Discussing the article: "Battle Royale Optimizer (BRO)"

 

Check out the new article: Battle Royale Optimizer (BRO).

The article explores the Battle Royale Optimizer algorithm — a metaheuristic in which solutions compete with their nearest neighbors, accumulate “damage,” are replaced when a threshold is exceeded, and periodically shrink the search space around the current best solution. It presents both pseudocode and an MQL5 implementation of the CAOBRO class, including neighbor search, movement toward the best solution, and an adaptive delta interval. Test results on the Hilly, Forest, and Megacity functions highlight the strengths and limitations of the approach. The reader is provided with a ready-to-use foundation for experimentation and tuning key parameters such as popSize and maxDamage.

The Battle Royale Optimizer (BRO) algorithm figuratively represents a virtual world where many players land on the battlefield and only one must survive. This is the essence of the prototype game. Now let's transfer this concept to solving optimization problems.

At the beginning of the algorithm, we create a population of solutions randomly distributed over the search space. Each solution is a unique "player" that has a certain position and the quality (fitness) of this position. Then the main competition cycle begins, where each solution is compared to its nearest neighbor, much like players pitted against each other in a battle.

When two solutions "meet", they are compared for their quality. The best solution is declared the winner and takes zero damage, while the worst solution is declared the loser and takes one damage. This damage counter is a key feature of the algorithm. The losing solution not only suffers damage, it also tries to improve its position by moving towards the best known solution in the population. This movement simulates the desire to survive by finding a safer and more advantageous place.

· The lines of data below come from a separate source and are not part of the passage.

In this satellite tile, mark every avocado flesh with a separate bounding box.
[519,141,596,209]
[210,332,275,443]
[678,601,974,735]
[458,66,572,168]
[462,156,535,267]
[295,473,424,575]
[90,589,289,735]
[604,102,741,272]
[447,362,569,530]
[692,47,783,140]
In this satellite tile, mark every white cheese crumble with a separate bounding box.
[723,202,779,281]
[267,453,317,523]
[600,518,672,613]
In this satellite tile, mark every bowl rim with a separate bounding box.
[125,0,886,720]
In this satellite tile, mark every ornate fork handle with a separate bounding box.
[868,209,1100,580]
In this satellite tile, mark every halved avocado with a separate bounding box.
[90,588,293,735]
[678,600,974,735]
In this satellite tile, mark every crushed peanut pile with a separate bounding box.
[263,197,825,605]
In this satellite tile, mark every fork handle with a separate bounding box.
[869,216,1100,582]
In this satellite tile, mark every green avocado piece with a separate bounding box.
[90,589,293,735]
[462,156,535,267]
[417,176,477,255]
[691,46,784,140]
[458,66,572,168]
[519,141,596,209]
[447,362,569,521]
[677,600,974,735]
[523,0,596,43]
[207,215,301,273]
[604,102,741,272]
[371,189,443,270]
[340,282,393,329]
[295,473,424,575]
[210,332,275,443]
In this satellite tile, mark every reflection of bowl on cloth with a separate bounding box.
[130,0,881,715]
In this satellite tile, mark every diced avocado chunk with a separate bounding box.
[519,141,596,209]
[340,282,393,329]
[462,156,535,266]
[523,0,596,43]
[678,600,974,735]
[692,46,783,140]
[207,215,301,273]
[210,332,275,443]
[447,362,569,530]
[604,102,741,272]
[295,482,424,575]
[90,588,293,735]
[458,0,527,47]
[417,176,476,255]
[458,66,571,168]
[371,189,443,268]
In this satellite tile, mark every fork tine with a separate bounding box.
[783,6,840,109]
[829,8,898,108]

If a solution accumulates too much damage (exceeds a given threshold), it is "eliminated from the game" - removed from the population and replaced by a new random solution. It is like a player being eliminated in a battle royale and a new one appearing in the next match. This mechanism ensures constant renewal of the population and supports the diversity of solutions.


Author: Andrey Dik

 
It looks very interesting, I'm going to try it out to look at the most optimal solutions to a couple of combinations of factors I've been measuring.